More zoom, less vroom

It hasn’t taken long for traffic levels to get back to where they were earlier this year. Every person who is able to ditch even one day of their car commute will free themselves from traffic (and lower it for everyone else), and benefit the environment. Before Covid, around 75% of Kiwis drove to work. Even if just one in five of them switch the car for active transport (biking or walking), or even work at home one day a week, we could avoid 84,000 tonnes of carbon emissions each year – that’s like taking 35,000 cars off the road for good.

Domestic travel’s opening up, which means flying for work is back on the cards – but do you really need (or want) to? We know consumers want to see business taking a lead on climate change, so apart from the time and money saved by meeting digitally instead of flying, you’ve got a great story to tell about the action you’re taking to reduce your emissions.

  • Business travellers moving between Auckland and Wellington are responsible for around 65,000 tonnes of carbon each year. If even half of these flights were swapped for an online meeting, that would be the same as taking around 13,500 cars off the road – and that’s only on one flight route!

More smiles, less miles

Planning to visit your favourite New Zealand spot during the school holidays? Maybe checking out somewhere new, or catching up with friends or rellies you haven’t seen before the pandemic? We may not have much choice but to holiday in New Zealand at the moment, but while we support local industry and enjoy a gorgeous country without jetlag and international airports, we’re also taking lower-carbon breaks.

Already a pro at holidaying locally? You’re leading the way. If more of us choose to holiday domestically in the future, we’ll all be better off. 

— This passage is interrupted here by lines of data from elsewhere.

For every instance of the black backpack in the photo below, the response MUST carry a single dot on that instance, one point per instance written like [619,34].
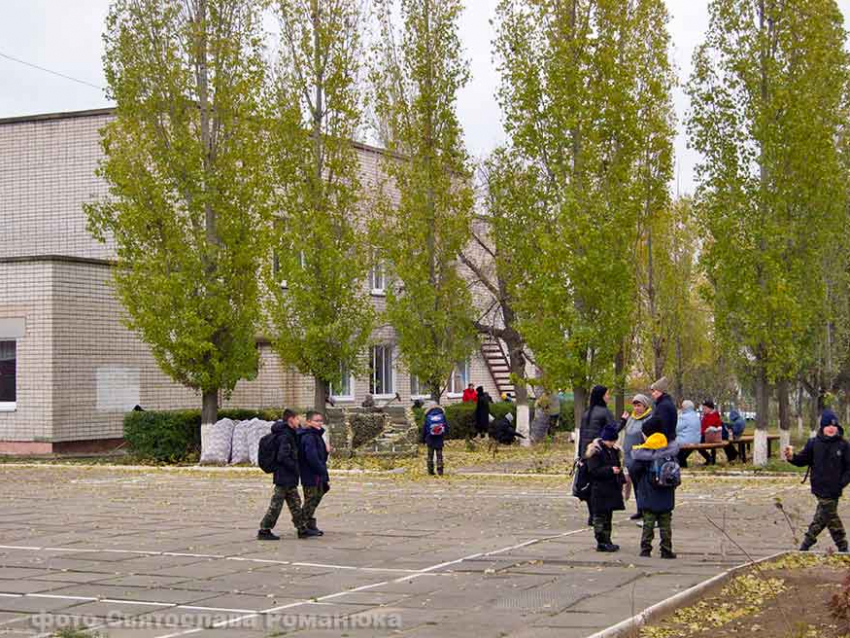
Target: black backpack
[267,454]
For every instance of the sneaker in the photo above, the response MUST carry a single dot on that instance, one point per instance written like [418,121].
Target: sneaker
[266,535]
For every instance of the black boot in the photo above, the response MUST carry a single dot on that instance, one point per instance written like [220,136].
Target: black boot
[266,535]
[311,525]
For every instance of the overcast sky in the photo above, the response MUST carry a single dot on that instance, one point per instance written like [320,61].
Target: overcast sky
[64,36]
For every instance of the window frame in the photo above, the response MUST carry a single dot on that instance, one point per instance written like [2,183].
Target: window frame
[12,406]
[453,393]
[350,395]
[387,365]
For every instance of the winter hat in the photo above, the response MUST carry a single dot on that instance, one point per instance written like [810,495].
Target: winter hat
[642,399]
[597,396]
[828,418]
[652,426]
[431,405]
[661,385]
[655,442]
[609,433]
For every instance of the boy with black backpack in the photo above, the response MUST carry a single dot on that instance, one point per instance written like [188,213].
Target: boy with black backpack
[656,474]
[827,455]
[278,454]
[434,431]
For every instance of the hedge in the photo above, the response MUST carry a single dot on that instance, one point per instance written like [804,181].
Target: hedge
[174,436]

Last year, Kiwis took 1.2 million trips to Australia - a return trip to Australia can generate nearly a tonne of emissions. That’s the equivalent of a couple driving the entire length of New Zealand in a petrol car.

How we did the maths

Reduction in vehicle GHG emissions if 20% of people who drive to work ditch the car one day a week:

  • 1.9 million people drive to work (75% of 2.5 million employed people, MoT Household Travel Survey and Stats NZ) 
  • Average one way trip by car to work is 10.7 km (MoT Household Travel Survey)
  • Light passenger fleet average fuel consumption is 9.5 litres/100 km (derived from MoT data)
  • Fuel saved 173 million litres petrol – equivalent to 420,000 tonnes CO2e
  • Assuming 20% of these worked from home saves 84,000 tonnes CO2e – equivalent to emissions from 35,000 cars on the road.

Approximately 1.25 million passengers fly from Wellington to Auckland each year (ANZ and Jetstar flight schedules):

  • 40% of these are estimated to be business passengers
  • GHG gas emissions from one return trip between Wellington and Auckland is 129 kg CO2e (Air NZ carbon calculator)
  • This means business air travel between Wellington and Auckland is responsible for 65,000 tonnes of carbon emissions, per annum, equivalent to 27,000 cars on the road.